Update (2026-05-18): the preregistered powered follow-up did not replicate the ordering

The "Next" above was attempted. We preregistered a fixed-regime multi-seed study (hypotheses, fixed N, stopping rule, and an explicit no-reproducible-seeds caveat written and SHA-256-hashed before any run — sha256 386420a3…; orchestrator scripts/multiseed_miroshark.py): grok-4.3 for both the MiroShark SMART/NER simulation and the metrics judge, scale=3, 5 rounds, target ≥8 independent stochastic replications per scenario.

It did not complete. A cascade of infrastructure failures — a dead ambient judge API key silently degrading every verdict to p=0.5, a wedged Docker engine taking Neo4j down, and a hard recurring OpenAI daily-request-cap exhaustion on MiroShark's ontology step — capped us at n=3 clean replications per scenario, well short of the preregistered ≥8. So this is still underpowered and not confirmatory. But the indicative direction is itself the point:

Preregistered metric (grok-4.3 sim+judge, clean runs) n mean quality_gap bootstrap 95% CI
libel cascade 3 −0.064 [−0.171, +0.063]
red-team 3 −0.067 [−0.152, +0.020]
  • H1 (libel < redteam): Δ = +0.002, 95% CI [−0.133, +0.138], Welch t≈0.03 — not supported.
  • H2 (libel < 0): CI includes 0 — not supported.
  • H3 (redteam ≈ 0): CI includes 0 — fail to reject (consistent).

A single additional libel draw (qg ≈ +0.06) collapsed the libel mean from −0.13 (at n=2) toward redteam's and exploded its variance. The libel < redteam < 0 ordering claimed above is not robust across independent stochastic draws even within one fixed regime — exactly the fragility this post warned about, now observed under the controlled conditions it asked for, not just across judge/sim swaps. The judge-robust ordering claim in the front-matter should be read strictly as "what the single-seed runs showed," not as a replicated property.

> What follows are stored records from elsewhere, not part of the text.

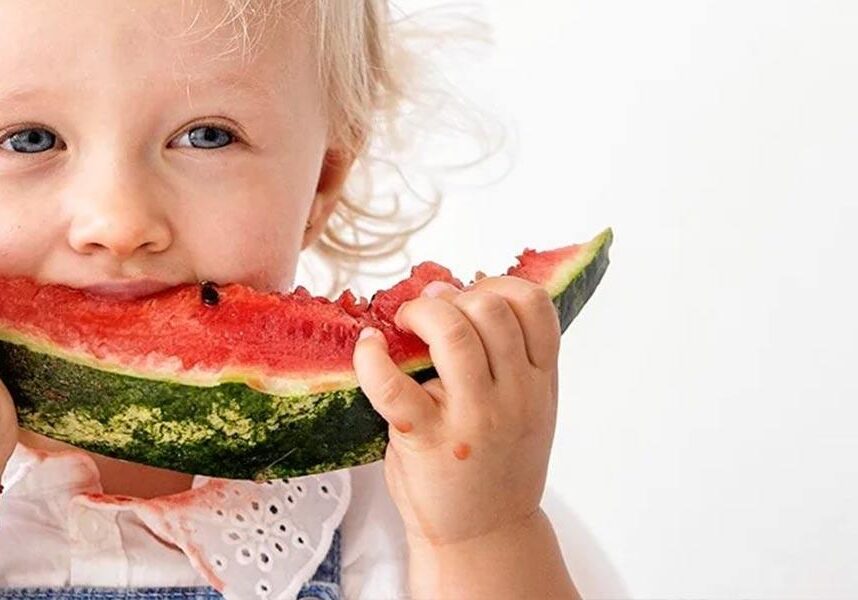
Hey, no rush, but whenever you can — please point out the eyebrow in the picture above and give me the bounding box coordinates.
[0,73,277,105]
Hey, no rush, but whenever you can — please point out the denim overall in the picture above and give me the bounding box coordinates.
[0,529,342,600]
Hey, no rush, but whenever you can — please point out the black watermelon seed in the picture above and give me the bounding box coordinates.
[200,281,220,306]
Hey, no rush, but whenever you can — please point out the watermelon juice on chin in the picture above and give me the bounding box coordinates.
[0,229,613,480]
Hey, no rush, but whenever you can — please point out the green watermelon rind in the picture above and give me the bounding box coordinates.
[0,229,613,481]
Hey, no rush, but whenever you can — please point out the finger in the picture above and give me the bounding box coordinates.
[450,290,530,381]
[0,381,18,473]
[394,296,492,398]
[353,327,440,435]
[470,275,560,370]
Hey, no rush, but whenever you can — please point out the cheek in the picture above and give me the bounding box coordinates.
[0,202,57,276]
[176,193,304,291]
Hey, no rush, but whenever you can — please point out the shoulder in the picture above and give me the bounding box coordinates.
[340,461,408,600]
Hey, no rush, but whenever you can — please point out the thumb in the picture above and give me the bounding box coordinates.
[0,381,18,480]
[353,327,440,437]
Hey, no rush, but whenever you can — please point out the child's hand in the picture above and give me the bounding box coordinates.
[354,277,560,545]
[0,381,18,486]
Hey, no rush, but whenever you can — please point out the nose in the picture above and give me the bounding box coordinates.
[68,163,172,258]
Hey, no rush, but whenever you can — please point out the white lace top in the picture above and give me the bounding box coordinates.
[0,444,407,600]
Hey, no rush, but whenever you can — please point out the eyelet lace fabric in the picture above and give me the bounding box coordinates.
[76,469,351,600]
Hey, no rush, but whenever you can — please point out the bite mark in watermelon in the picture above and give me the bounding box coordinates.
[0,229,613,480]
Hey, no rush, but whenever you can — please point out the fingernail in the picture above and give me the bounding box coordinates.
[420,281,459,298]
[358,327,381,341]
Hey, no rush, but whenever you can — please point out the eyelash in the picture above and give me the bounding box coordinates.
[0,122,244,156]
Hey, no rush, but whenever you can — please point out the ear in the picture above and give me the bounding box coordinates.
[301,148,355,250]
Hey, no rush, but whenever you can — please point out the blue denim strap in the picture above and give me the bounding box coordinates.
[0,529,341,600]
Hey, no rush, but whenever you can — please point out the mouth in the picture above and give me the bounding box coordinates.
[79,279,178,300]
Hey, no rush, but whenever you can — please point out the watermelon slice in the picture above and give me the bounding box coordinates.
[0,229,613,481]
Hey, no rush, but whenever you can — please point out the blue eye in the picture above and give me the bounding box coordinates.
[0,127,57,154]
[178,125,235,148]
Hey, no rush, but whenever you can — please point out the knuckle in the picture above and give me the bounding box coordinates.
[378,373,405,404]
[525,286,554,310]
[443,318,473,346]
[462,291,510,316]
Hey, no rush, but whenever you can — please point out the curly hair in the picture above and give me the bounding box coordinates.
[195,0,506,294]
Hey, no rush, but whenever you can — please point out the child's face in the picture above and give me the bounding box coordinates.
[0,0,337,290]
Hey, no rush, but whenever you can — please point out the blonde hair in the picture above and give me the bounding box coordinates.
[209,0,505,294]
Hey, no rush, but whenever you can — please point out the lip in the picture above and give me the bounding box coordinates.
[80,279,176,300]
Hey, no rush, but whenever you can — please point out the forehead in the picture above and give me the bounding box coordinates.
[0,0,315,105]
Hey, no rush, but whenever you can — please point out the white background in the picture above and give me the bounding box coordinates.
[304,0,858,599]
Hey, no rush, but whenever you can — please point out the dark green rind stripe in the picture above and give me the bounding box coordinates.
[0,342,387,479]
[554,229,614,332]
[0,235,612,480]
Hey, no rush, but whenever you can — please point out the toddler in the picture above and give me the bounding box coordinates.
[0,0,577,600]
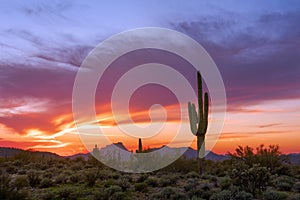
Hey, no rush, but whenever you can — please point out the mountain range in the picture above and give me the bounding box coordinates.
[0,142,300,164]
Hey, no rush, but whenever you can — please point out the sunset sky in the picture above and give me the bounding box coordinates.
[0,0,300,155]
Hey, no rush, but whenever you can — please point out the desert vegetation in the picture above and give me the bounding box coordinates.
[0,145,300,200]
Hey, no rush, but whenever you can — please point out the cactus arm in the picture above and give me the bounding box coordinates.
[197,71,203,133]
[188,102,197,135]
[203,92,209,134]
[192,103,199,125]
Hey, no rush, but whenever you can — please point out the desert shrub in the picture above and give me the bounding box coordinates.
[105,185,122,197]
[109,192,130,200]
[109,172,120,180]
[186,171,199,178]
[264,190,288,200]
[18,169,26,175]
[229,163,270,194]
[70,164,83,171]
[0,170,28,200]
[55,187,77,200]
[6,165,18,174]
[289,194,300,200]
[158,177,173,187]
[150,187,187,200]
[9,175,29,190]
[39,191,54,200]
[70,173,84,183]
[102,179,117,188]
[234,191,253,200]
[116,178,131,192]
[220,176,232,190]
[40,177,53,188]
[98,169,111,180]
[273,176,295,191]
[211,190,234,200]
[84,170,98,187]
[134,183,148,192]
[229,145,288,174]
[27,170,41,187]
[293,181,300,193]
[136,174,149,183]
[145,177,159,187]
[55,174,68,184]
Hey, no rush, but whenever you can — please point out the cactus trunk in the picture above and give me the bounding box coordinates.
[138,138,143,153]
[188,71,209,174]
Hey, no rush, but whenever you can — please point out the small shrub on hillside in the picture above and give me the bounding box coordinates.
[186,171,199,178]
[27,170,41,187]
[136,174,149,183]
[220,176,232,190]
[145,177,159,187]
[109,192,131,200]
[211,190,234,200]
[9,175,29,190]
[105,185,122,197]
[55,174,68,184]
[234,191,253,200]
[54,188,78,200]
[84,170,98,187]
[102,179,117,188]
[272,176,295,191]
[70,173,84,183]
[40,177,53,188]
[134,183,148,192]
[289,194,300,200]
[116,178,131,192]
[264,190,288,200]
[293,181,300,193]
[150,187,187,200]
[229,163,270,194]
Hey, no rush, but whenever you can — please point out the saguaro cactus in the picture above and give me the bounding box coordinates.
[188,71,209,174]
[136,138,143,153]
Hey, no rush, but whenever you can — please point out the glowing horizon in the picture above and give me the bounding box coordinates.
[0,0,300,155]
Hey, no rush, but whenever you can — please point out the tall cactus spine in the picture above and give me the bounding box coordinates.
[138,138,143,153]
[188,71,209,174]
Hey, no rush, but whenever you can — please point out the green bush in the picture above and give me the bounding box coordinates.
[220,176,232,190]
[229,163,270,194]
[84,170,98,187]
[105,185,122,197]
[264,190,288,200]
[289,194,300,200]
[9,175,29,190]
[273,176,295,191]
[234,191,253,200]
[116,178,131,192]
[134,183,148,192]
[27,170,41,187]
[55,187,77,200]
[55,174,68,184]
[211,190,233,200]
[293,181,300,193]
[145,177,159,187]
[109,192,130,200]
[70,173,82,185]
[150,187,187,200]
[40,177,53,188]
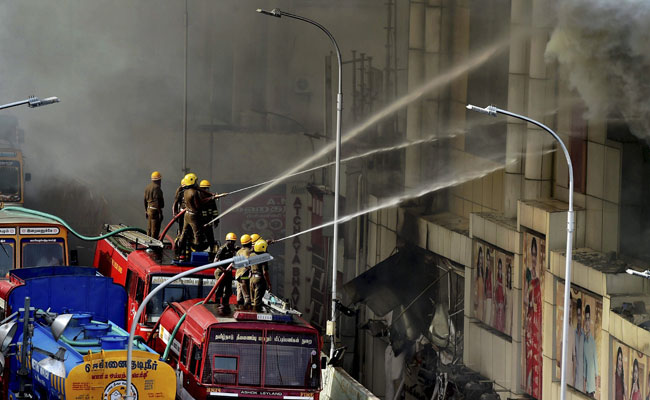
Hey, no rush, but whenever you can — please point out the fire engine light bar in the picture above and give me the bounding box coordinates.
[233,311,293,322]
[233,253,273,268]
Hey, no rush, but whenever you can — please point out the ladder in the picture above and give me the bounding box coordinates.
[106,224,163,248]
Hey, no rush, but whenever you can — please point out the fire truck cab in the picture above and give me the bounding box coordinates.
[149,293,321,400]
[93,225,216,339]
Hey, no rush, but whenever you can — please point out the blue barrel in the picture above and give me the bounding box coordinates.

The powered ≥8/scenario study remains open (beads distributional-agi-safety-qopt), blocked on the external OpenAI ontology-model quota, not on anything in SWARM. The preregistration, per-run manifest, and indicative SUMMARY.md live in the (gitignored) batch dir runs/20260517-142704_multiseed_miroshark/; they are not yet in swarm-artifacts because the study is incomplete — they will be archived only when a powered run finishes, to avoid presenting an aborted batch as a result.

Raw data & reproduction

All three five-round runs — export.json, the grok-4.3 metrics.json/judgments.json, and the preserved grok-4.1-fast judge outputs that make the controlled comparison possible — are archived in swarm-artifacts/research/miroshark-amplification/, with a README walking the full table and reproduction commands. The amplification metric itself is swarm/bridges/miroshark/metrics.py in the main repo. Inspect the judgments, disagree with our p calls, re-run with a different judge — the point of publishing the raw runs is that the fragility above is checkable, not asserted.


Disclaimer: This post uses financial market concepts as analogies for AI safety research. Nothing here constitutes financial advice, investment recommendations, or endorsement of any trading strategy.